I dla tego uczucia warto do Galactic Renaissance siąść nie raz i nie dwa.
Galaktyki i kosmosy
Kocham zarówno Inis, jak i Galactic Renaissance. I wierzę, że obie te gry mają swoje miejsce na każdej półce.
Tam gdzie Inis jest zadziorne, konfliktowe i agresywne, Galactic Renaissance bywa spolegliwe, powolne, kąsające. I oba te smaki podchodzą mi tak samo. GR ma też tę niezaprzeczalną zaletę, że świetnie sprawdza się na dwóch graczy, gdzie dla Inis sweet spot był nieco wyżej. A do tego powoduje na stole niezbalansowane sytuacje, nad którymi panować muszą gracze, a nie mechanizmy gry.

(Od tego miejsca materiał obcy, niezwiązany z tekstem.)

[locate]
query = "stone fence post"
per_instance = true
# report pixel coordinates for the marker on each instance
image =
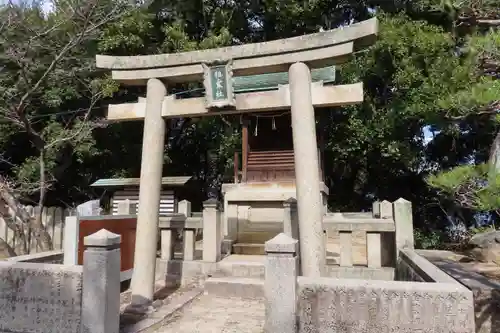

Zgodzę się przy tym, że gra może czasem irytować, gdy inny gracz w otwierającym grę drafcie otrzyma Specjalistę i planetę, które ułatwią mu start. Ale też uważam, że z każdym rozstawieniem da się tu pracować i obrócić je na swoją korzyść. Przy czym ostatni odcinek gry – gdzie wszyscy czekają na swój moment, by wyskoczyć o 10 punktów do przodu – to dla mnie mistrzostwo w projektowaniu gier. To, ile trzeba się nachodzić, naprzesuwać i namościć, żeby przygotować się do tego skoku – to czysta, planszowa ekstraliga. Tu są emocje, planowanie ruchów na kilka tur wprzód i oczywiście dyskretne modlitwy, żeby inni nie wpadli na lepsze pomysły wcześniej.
Polecam Galactic Renaissance właśnie dla tych momentów skupienia i napięcia przed wielkim wyskokiem. Ale też dla wszystkiego, co do tego skupienia i napięcia prowadzi.
I powoli szykuję na półce miejsce na trzecią część trylogii.
Oby pudełko pasowało kształtem.
Zalety:
+ zmienność i regrywalność dzięki Specjalistom i losowanym, ewoluującym celom punktowym
+ zacięta interakcja i moszczenie się na planetach
+ piękne ilustracje i czytelny rozkład graficzny
Wady:
– podobnie jak w Inis, zwięzłość zasad i opisów na kartach powoduje czasem wątpliwości, które – ku uciesze graczy – sam autor rozwiewa często na BGG
– pewna podatność na uciekającego lidera, któremu podeszła dobra kombinacja w startowym drafcie
– insert jest dość minimalistyczny, a niewypełnione szczelnie pudełko powoduje, że komponenty rozlatują się podczas transportu
Złożoność gry
(6.5/10):
Oprawa wizualna
(7/10):
Ogólna ocena
(8/10):
Co znaczy ta ocena według Games Fanatic?
Bardzo dobry przedstawiciel swojego gatunku, godny polecania. Wady mało znaczące, nie przesłaniające mocno pozytywnego odbioru całości. Gra daje dużo satysfakcji.